No-Cause Jury Verdict Secured in Wrongful Death Trial

We successfully obtained a no-cause jury verdict in a 13-day wrongful death trial. The decedent, a 59-year-old man, was admitted to the emergency room on February 15, 2019, with complaints of abdominal pain, decreased appetite, and constipation, despite the use of laxatives. The patient did not complain of any nausea, vomiting, or diarrhea. He had a significant medical history including diabetes, hypertension, prior coronary artery stenting, morbid obesity (with past gastric bypass surgery), longstanding ventral hernia, and back pain. A CT scan revealed multiple hernias and a potential closed-loop bowel obstruction, leading to a surgery consultation. Our client, an emergency general surgeon, interpreted that the patient did not have a closed loop or any significant obstruction and recommended non-surgical management. The patient was approved to have clear liquids, and had a vomiting incident shortly after, but our client was not notified. The patient was returned to NPO status, and after improving overnight, he was returned to “clears” and additional medical and renal consults were ordered. Our client did not receive any communications from the residents/nurses of any changes in the patient’s condition. On February 18, 2019, two rapid responses were called due to increased heart rate and vomiting.
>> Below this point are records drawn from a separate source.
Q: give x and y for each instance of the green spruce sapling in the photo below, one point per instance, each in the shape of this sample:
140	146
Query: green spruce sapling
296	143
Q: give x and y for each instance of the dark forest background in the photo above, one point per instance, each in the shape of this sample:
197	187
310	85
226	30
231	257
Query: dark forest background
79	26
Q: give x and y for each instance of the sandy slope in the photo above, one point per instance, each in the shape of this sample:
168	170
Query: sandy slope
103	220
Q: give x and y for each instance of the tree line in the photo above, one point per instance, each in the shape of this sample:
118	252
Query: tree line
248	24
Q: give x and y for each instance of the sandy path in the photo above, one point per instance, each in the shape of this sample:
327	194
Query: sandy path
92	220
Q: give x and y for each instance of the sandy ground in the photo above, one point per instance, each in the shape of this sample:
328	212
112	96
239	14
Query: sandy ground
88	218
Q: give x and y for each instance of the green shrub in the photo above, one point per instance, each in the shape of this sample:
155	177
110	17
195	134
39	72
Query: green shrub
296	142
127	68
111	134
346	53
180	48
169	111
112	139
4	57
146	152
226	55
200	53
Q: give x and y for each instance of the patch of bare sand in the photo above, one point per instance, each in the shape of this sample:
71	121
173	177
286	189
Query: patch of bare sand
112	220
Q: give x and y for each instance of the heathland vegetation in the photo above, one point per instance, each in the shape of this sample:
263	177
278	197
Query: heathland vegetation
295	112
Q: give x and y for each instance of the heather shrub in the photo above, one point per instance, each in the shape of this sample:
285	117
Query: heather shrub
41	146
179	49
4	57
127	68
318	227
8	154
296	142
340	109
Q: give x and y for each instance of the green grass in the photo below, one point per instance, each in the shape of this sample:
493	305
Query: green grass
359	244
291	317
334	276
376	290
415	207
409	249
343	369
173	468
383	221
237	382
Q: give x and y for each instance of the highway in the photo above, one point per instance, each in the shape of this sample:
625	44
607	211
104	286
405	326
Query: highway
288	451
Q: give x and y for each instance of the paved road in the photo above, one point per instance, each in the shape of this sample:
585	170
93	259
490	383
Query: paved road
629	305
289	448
It is believed that the vomiting resulted in aspiration, causing sepsis, ultimately leading to the patient’s death. During the trial, the plaintiff’s sole medical expert highlighted imaging on the wrong hernia, which called into question all of his opinions in the case. We made key objections related to the expert testimony, limiting what the allegations were, and preventing new allegations from being made. After approximately two and a half hours of deliberating, the jury returned a no-cause verdict.